Mais Abigail Moura n’a cure de l’industrie musicale. Témoignage de sa rupture avec cette dernière, son orchestre ne sort son premier album Obaluayê! que 15 ans après sa création en 1957. C’est une année avant la sortie de Chega de Saudade, avec lequel João Gilberto, Tom Jobim et Vinicius de Moraes inventaient la bossa nova. La proximité temporelle (et géographique puisque tous deux sont enregistrés à Rio de Janeiro même si Moura est originaire du Minas Gerais) ne manque pas d’étonner tant les deux albums semblent provenir de mondes et d’époques différents.
A la voix évanescente de João Gilberto, répond le chant rauque et viscéral de Iolanda Borges. A la batterie délicate de la bossa nova, des percussions d’origine africaines : cloches agogô, l’urucungo apparenté au berimbau, le tambour à friction angona-puíta ancêtre de la cuíca, l’afoxé constituée d’une calebasse entourée de perles ou de coquillages, et bien sûr les trois tambours sacrés atabaques (rum, rumpi et lê). Aux vers d’amour de Vinicius de Moraes, répondent des paroles souvent en yoruba ou bantu, qui évoquent l’esclavage (le batuque Liberdade, le jongo Amor de Escravo), ou appellent les divinités orixas (les pontos de candomblé Obaluayê, Babalaô).
On ne peut qu’imaginer la puissance des concerts de l’Orquestra afro-brasileira, dit-on mémorables, et qui étaient pensés par Abigail Moura à l’image des cérémonies de candomblé ou d’umbanda, basées sur la transe. A tel point que la chanteuse historique du groupe aurait perdu définitivement la raison lors d’un concert. Les morceaux sont âpres, solennels, tragiques. A les écouter, on donnerait sa main à couper qu’il s’agit de chants sans âge. Et pourtant, tous sont des compositions originales d’Abigail Moura qui prouve à nouveau qu’il est dans une démarche de création et non de documentation.
La source afro-brésilienne irriguait déjà toute la musique brésilienne mais Moura en fait son horizon esthétique et politique. Il rappelle la démarche contemporaine d’autres artistes et intellectuels Noirs comme Aimé Césaire en Martinique ou Nicomendes Santa Cruz au Pérou, et surtout des amis de Moura, Abdias Nascimento et Solano Trindade, créateurs des premières troupes de théâtre brésiliennes noires.

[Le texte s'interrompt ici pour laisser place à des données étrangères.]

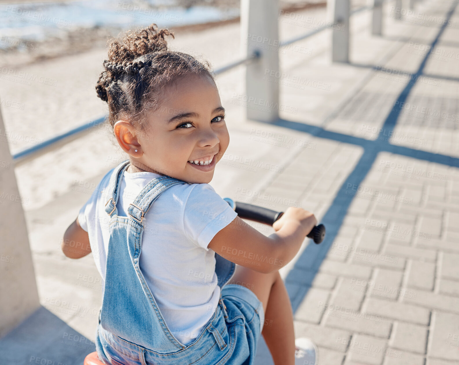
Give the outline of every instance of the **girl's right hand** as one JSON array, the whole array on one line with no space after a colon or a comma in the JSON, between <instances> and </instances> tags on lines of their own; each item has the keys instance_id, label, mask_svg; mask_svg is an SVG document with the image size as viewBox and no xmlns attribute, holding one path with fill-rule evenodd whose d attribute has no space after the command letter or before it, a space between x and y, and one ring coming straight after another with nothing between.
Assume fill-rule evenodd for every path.
<instances>
[{"instance_id":1,"label":"girl's right hand","mask_svg":"<svg viewBox=\"0 0 459 365\"><path fill-rule=\"evenodd\" d=\"M277 232L289 222L299 224L307 231L306 234L308 234L317 224L317 220L311 212L301 208L289 207L280 218L273 224L273 228Z\"/></svg>"}]
</instances>

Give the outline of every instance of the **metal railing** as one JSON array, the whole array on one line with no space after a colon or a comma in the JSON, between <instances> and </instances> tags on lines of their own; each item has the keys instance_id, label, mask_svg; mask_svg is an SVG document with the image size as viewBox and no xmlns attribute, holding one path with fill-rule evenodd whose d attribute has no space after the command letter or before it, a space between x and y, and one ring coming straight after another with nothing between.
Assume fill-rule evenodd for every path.
<instances>
[{"instance_id":1,"label":"metal railing","mask_svg":"<svg viewBox=\"0 0 459 365\"><path fill-rule=\"evenodd\" d=\"M353 15L365 10L370 10L373 8L374 6L361 6L350 11L349 15ZM294 37L289 40L280 42L279 47L281 48L285 47L294 42L306 39L327 28L332 28L333 26L336 26L337 24L337 23L335 22L331 25L324 25L317 29L309 32L302 35ZM247 65L252 63L260 59L262 57L262 52L259 50L255 50L252 52L249 56L220 67L214 71L213 73L214 75L219 75L241 65ZM24 163L85 135L90 132L94 127L103 124L106 120L107 117L107 116L106 115L101 117L95 120L47 139L34 147L25 149L15 154L12 156L15 166L18 166Z\"/></svg>"}]
</instances>

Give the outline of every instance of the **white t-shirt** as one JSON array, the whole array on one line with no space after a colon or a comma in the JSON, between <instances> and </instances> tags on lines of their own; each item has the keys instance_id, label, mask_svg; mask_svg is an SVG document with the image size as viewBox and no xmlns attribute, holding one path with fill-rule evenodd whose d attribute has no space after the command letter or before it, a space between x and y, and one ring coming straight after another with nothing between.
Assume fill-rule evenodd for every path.
<instances>
[{"instance_id":1,"label":"white t-shirt","mask_svg":"<svg viewBox=\"0 0 459 365\"><path fill-rule=\"evenodd\" d=\"M113 170L102 178L78 215L104 281L110 220L105 205L111 196L107 188ZM127 216L129 204L161 176L125 171L117 203L118 215ZM169 329L185 345L199 335L220 298L215 252L207 246L237 215L212 186L203 183L169 187L144 216L140 270Z\"/></svg>"}]
</instances>

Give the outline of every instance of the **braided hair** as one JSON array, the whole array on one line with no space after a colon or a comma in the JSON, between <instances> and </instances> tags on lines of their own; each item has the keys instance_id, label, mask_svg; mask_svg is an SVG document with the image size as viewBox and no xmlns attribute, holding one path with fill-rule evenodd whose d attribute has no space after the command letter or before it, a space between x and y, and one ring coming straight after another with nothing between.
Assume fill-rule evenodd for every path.
<instances>
[{"instance_id":1,"label":"braided hair","mask_svg":"<svg viewBox=\"0 0 459 365\"><path fill-rule=\"evenodd\" d=\"M187 74L208 76L215 80L207 61L168 49L165 36L174 33L157 30L153 23L146 28L128 31L121 42L112 40L108 59L95 86L97 96L108 105L108 122L113 127L127 118L140 129L146 129L145 116L160 104L161 91Z\"/></svg>"}]
</instances>

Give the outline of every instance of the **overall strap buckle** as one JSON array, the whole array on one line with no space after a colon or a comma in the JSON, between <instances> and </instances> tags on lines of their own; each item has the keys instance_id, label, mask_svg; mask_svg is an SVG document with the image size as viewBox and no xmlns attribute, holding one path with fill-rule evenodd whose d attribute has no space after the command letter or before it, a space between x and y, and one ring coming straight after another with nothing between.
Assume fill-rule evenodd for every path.
<instances>
[{"instance_id":1,"label":"overall strap buckle","mask_svg":"<svg viewBox=\"0 0 459 365\"><path fill-rule=\"evenodd\" d=\"M138 209L139 210L140 210L141 212L142 212L142 215L140 216L140 221L139 221L139 219L137 219L137 217L136 217L136 216L133 216L129 212L129 210L128 210L128 214L129 214L129 215L130 216L132 217L133 219L134 219L134 220L135 220L136 221L138 222L139 223L142 223L142 221L143 221L144 216L145 214L145 212L144 212L144 211L142 210L142 209L141 209L139 207L138 207L137 205L136 205L134 203L130 203L129 204L129 205L134 205L134 207L135 207L136 208L137 208L137 209Z\"/></svg>"},{"instance_id":2,"label":"overall strap buckle","mask_svg":"<svg viewBox=\"0 0 459 365\"><path fill-rule=\"evenodd\" d=\"M105 203L105 206L106 206L107 204L108 204L110 202L110 200L113 202L112 204L113 205L113 209L112 210L112 211L111 211L110 213L108 213L109 216L111 216L112 213L113 213L113 211L116 209L116 205L115 205L115 200L113 200L113 198L112 197L109 199L108 201L107 201L107 202Z\"/></svg>"}]
</instances>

Si l’horizon d’Abigail Moura est la composante noire de la musique brésilienne, aussi liée à l’Afrique soit-elle, il s’agit d’une musique brésilienne avant d’être africaine, comme le chantera plus tard Candeia dans Sou Mais Samba. Il n’est donc pas étonnant qu’il intègre à son orchestre, saxophones, trombones et trompettes. Petit point commun avec la bossa nova, c’est le jazz que les arrangements de ces cuivres évoquent ; une influence peu étonnante puisque Moura dirigeait en parallèle un autre orchestre jouant des musiques « gringas. » Le rapprochement avec la bossa nova s’arrête là. Car si cette dernière sut incontestablement saisir l’air du temps jusqu’à incarner son époque, Obaluayê ne connut à sa sortie qu’une très faible répercussion.
Et pourtant, il pourrait se targuer d’être le précurseur du mouvement de revalorisation de la musique afro-brésilienne initié à la fin des années 1960 avec Clementina de Jesus ou Candeia et qui allait contaminer les anciens héros de la bossa nova tels que Vinicius de Moraes, Baden Powell ou Nara Leão. Abigail Moura et son orchestre n’auront guère le temps d’en profiter. Il sort bien un second disque en 1968 dans la lignée du premier mais meurt deux ans plus tard dans la pauvreté et l’anonymat.